Centripetal Acceleration of object orbiting earth

[Fusilli_Jerry89]

Homework Statement

An object orbits the Earth at a constant speed in a circle of radius 6.38x10^6m, very close to but not touching the Earth's surface. What is its centripetal acceleraion?

Homework Equations

The Attempt at a Solution

Quick question, when would GM/r^2 equal to the centripetal acceleration, and when wouldn't it? I thought it always did but some calculations don't have the same numbers if you do it both ways. For this question would it be?

 

[Dick]

Well, force is GMm/r^2 (Newton et al) and acceleration is force/m (Newton et al).
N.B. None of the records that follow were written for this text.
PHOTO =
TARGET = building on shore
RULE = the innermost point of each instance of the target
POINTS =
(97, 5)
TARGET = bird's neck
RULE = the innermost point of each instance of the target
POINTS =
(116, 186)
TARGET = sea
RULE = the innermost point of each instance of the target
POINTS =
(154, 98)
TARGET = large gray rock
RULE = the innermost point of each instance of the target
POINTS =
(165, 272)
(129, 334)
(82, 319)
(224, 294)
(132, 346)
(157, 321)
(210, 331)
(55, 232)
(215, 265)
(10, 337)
So acceleration=GM/r^2. If you have evidence otherwise, cough it up.

 

[m2003]

The centripetal acceleration of an object orbiting the Earth can be calculated using the formula a = v^2/r, where v is the velocity of the object and r is the radius of its orbit. In this case, the object's velocity is constant and equal to the speed of its orbit, so we can use the formula a = (2πr)/T^2, where T is the period of the orbit. This formula can also be written as a = (4π^2r)/T^2.
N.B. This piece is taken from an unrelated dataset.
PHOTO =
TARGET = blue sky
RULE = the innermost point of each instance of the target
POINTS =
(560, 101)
To find the period, we can use the formula T = 2πr/v, where v is the speed of the orbit. Plugging in the given values, we get T = 2π(6.38x10^6m)/v. Since the speed is constant, we can use the given radius to calculate the period.

Once we have the period, we can plug it into the formula for centripetal acceleration to get a = (4π^2r)/T^2 = (4π^2(6.38x10^6m))/(T^2) = 9.8m/s^2. This is the centripetal acceleration of the object orbiting the Earth at a constant speed.
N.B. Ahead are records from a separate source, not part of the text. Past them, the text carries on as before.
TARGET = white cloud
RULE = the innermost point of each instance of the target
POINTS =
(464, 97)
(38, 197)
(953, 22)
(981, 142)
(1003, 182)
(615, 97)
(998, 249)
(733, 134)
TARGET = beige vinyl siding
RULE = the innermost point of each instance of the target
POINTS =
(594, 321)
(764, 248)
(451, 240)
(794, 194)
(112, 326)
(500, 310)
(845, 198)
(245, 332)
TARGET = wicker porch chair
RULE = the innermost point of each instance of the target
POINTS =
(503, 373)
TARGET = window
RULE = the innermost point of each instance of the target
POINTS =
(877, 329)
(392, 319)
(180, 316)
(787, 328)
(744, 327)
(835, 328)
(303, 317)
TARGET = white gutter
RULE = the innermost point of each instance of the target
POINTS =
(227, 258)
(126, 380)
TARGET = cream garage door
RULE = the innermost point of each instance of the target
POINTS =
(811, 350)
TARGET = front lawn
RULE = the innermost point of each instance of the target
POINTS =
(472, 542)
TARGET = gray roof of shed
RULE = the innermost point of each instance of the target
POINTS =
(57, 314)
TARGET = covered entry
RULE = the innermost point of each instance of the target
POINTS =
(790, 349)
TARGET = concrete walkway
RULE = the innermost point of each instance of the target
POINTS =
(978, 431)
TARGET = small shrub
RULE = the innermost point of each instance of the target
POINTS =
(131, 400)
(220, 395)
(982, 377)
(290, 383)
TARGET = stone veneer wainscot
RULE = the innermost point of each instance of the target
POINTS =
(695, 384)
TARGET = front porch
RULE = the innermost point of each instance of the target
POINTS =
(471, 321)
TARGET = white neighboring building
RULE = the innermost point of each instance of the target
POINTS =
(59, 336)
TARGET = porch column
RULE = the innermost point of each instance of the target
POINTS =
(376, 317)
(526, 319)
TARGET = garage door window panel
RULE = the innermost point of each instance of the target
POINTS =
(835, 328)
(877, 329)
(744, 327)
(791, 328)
To address your question about when GM/r^2 equals the centripetal acceleration, it is important to note that GM/r^2 represents the gravitational force between two objects, while the centripetal acceleration is the acceleration towards the center of a circular motion. These two quantities are not always equal, as the centripetal acceleration also takes into account the velocity and radius of the orbit. However, in the case of a circular orbit, the centripetal acceleration can be calculated using the gravitational force as a = GM/r^2. This is because the force of gravity is the only force acting on the object, causing it to accelerate towards the center of the orbit.

I hope this helps clarify the concept of centripetal acceleration and how it relates to the gravitational force in orbital motion. Let me know if you have any further questions.